"Group By" - lesson improvements
Hello dear maintainers,
I had the chance to teach Python session for beginners. While I was doing, I figure it out the existing “Group By” lesson is bit hard to understand.
So, I modified the section using same data set with different point of view. Here is my example of doing “Group By”.
*************************************** Start ***********************************
Group By: split-apply-combine
-
Any groupby operation involves one of the following operations on the original object. They are −
- Splitting the Object
- Applying a function
- Combining the results
-
Split-apply-combine technique

Source: https://cmdlinetips.com/2018/02/introduction-to-split-apply-combine-with-pandas/
- Used "gapminder_all.csv" csv file.
- Index using continent column.
- Use Pandas "groupby()" method using continent column.
data = pd.read_csv('data/gapminder_all.csv', index_col=["continent"])
subset = data.groupby('continent')
print(subset)
- Above output have duplicate values.
- By using 'count()' method in Pandas we can get the exact record count (number of countries).
print(subset["country"].count())
- Use Pandas describe() method to do statistical analysis based on continents.
print(subset.groupby('continent').describe())
*************************************** End ***********************************
Conclusions
If you think the above mentioned suggestions could help, please do necessary changes to the lesson.
I also have had trouble teaching groupby - mainly because I didn't understand it well myself.
The problems I had with the example that calculates the wealth index:
- I can't see quickly the meaning of the second line. I had an easier time understanding groupby if I could predict what the answer would be
- The numbers output are a jumble (might be better sorted)
- Output is long (screen real-estate)
I like this new example because it solves those problems. I love the figure. However, I don't understand a couple of the outputs.
-
print(subset)returns<pandas.core.groupby.generic.DataFrameGroupBy object at 0x120a86a30>. I don't mind that. It was helpful to me to see that I couldn't look at a groupby object directly. But is that what you meant? -
print(subset.groupby('continent').describe())returned an AttributeError for me
'DataFrameGroupBy' object has no attribute 'groupby'
- the output of 'describe' overwhelms me. I would like to change the last line to a command that returns an easily understood DataFrame
subset.mean()
I will write a PR if I can get clarification about those things.
I agree with the arguments presented by @eldobbins that the example that @mcdperera provided is better than the current one.

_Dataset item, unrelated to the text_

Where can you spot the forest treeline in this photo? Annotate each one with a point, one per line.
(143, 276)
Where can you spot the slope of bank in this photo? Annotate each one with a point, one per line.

print(subset)returns<pandas.core.groupby.generic.DataFrameGroupBy object at 0x120a86a30>. I don't mind that. It was helpful to me to see that I couldn't look at a groupby object directly. But is that what you meant?
I guess it would be nice to include a sentence or two about DataFrameGroupBy objects, and perhaps a link to the Pandas docs entry on these.
print(subset.groupby('continent').describe())returned an AttributeError for me
I'm guessing that OP meant subset.describe() instead? Seeing as the object is already grouped by continent.
- the output of 'describe' overwhelms me. I would like to change the last line to a command that returns an easily understood DataFrame
subset.mean()
I will write a PR if I can get clarification about those things.
I agree that subset.mean() would be more illustrative than .describe() in this example.
@eldobbins if you are still inclined to write a PR, I will be happy to review it or assist you (except for actually merging, that's up to @alee 😊 )
Best, V
I'd be obliged if you could do it. That was a long time ago for me! And you seem to understand what I was getting at.
Liz